Allergies: Gluten*, Dairy*

Fresh Pork Coppa
The coppa is the neck muscle of the pig, it is similar to a pork loin but slightly less tender and significantly more flavorful. We're portioning this as an 8 oz chop. The coppa is seared on both sides, basted with butter and then cooked in the oven. It is served with a hazelnut puree (hazelnuts, and water), beluga lentils (mirepoix, lentils, olive oil, stock), grilled radicchio (lemon juice and olive oil), roasted grapes in a pork jus (super reduced pork stock), pickled husk cherries, and a hazelnut crumble.
Allergies: Dairy* Nuts*

Pan Roasted Quail
The quail is brined, and then pan roasted, basted with butter, garlic, and thyme. It is served with a semolina porridge (semolina flour that has been flicked with water to form little balls, it is then dried overnight and cooked to order in chicken stock, with toasted sunflower seeds. essentially a semolina polenta). Also on the plate is seared cabbage, roasted cippolini onions, and a sauce made from vin santo, chicken stock, orange segments, preserved orange, and black pepper.
Allergies: Gluten*, Dairy*

Roasted Fingerling Sweet Potatoes
Fingerling sweet potatoes are cooked in water with lemon and olive oil, then to order they are charred in the pizza oven, finished with greek yogurt (yogurt, water, salt, lime zest), za'atar (a middle eastern spice blend), maldon salt, and pomegranate molasses.
Allergies: Dairy*

Tuscan Kale
The kale is blanched in salted water, then sauteed with garlic, chili flake, walnuts, white wine, and stock. Garnished with ricotta salata.
Allergies: Dairy* Nuts*

Funghi Pizza
The pizza has a prosciutto cream base (prosciutto cooked in milk and blended with sour cream), roasted hen of the woods and oyster mushrooms, fontina cheese, and roasted garlic, finished with a sunny side up egg, oregano, parmesan, salt and oil.



Mortadella
Produced by Fra'Mani in Berkeley California, this is a very classic Bolognian style mortadella. Meat from the leg and belly are ground with warming spices, then paddled with black peppercorns and fat from the jowl of the pig.
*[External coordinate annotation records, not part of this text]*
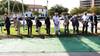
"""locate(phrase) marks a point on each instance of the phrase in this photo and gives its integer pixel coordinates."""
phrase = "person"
(15, 22)
(56, 24)
(75, 24)
(38, 25)
(18, 24)
(47, 23)
(29, 24)
(85, 20)
(7, 24)
(66, 23)
(93, 20)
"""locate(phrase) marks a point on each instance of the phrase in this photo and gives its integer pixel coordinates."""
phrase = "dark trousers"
(29, 30)
(92, 27)
(85, 27)
(48, 30)
(66, 28)
(75, 29)
(8, 30)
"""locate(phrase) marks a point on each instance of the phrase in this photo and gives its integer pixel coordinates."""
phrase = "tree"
(57, 8)
(17, 8)
(36, 13)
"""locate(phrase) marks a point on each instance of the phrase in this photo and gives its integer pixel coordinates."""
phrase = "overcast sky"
(66, 3)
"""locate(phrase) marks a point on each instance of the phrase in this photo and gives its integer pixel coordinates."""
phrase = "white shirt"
(56, 19)
(29, 13)
(85, 18)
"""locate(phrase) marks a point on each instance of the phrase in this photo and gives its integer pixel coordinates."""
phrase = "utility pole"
(93, 6)
(34, 5)
(22, 8)
(8, 7)
(93, 3)
(47, 8)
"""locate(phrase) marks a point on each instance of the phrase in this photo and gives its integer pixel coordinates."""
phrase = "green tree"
(78, 10)
(17, 7)
(57, 8)
(36, 13)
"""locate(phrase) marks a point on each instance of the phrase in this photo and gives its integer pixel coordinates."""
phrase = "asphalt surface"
(53, 54)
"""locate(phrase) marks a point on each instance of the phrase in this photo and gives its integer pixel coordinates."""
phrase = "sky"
(66, 3)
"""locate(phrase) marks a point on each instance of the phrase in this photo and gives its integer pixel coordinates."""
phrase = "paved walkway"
(52, 54)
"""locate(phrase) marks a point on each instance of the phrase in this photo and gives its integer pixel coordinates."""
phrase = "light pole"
(47, 8)
(22, 8)
(8, 7)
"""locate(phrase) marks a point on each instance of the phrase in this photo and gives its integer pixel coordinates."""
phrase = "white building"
(39, 8)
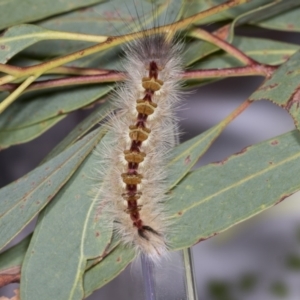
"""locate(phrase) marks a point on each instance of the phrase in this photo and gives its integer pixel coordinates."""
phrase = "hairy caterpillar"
(143, 132)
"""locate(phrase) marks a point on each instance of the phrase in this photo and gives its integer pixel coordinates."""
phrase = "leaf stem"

The meat is then stuffed into a casing, and lightly smoked.

Finnochiona
Produced by Olympia Provisions in Portland Oregon, this is a classic tuscan style dry cured salumi made with pork leg meat and back fat, seasoned with salt, pepper, garlic, and fennel seed, stuffed into an all natural casing and hung to cure for about 8 weeks.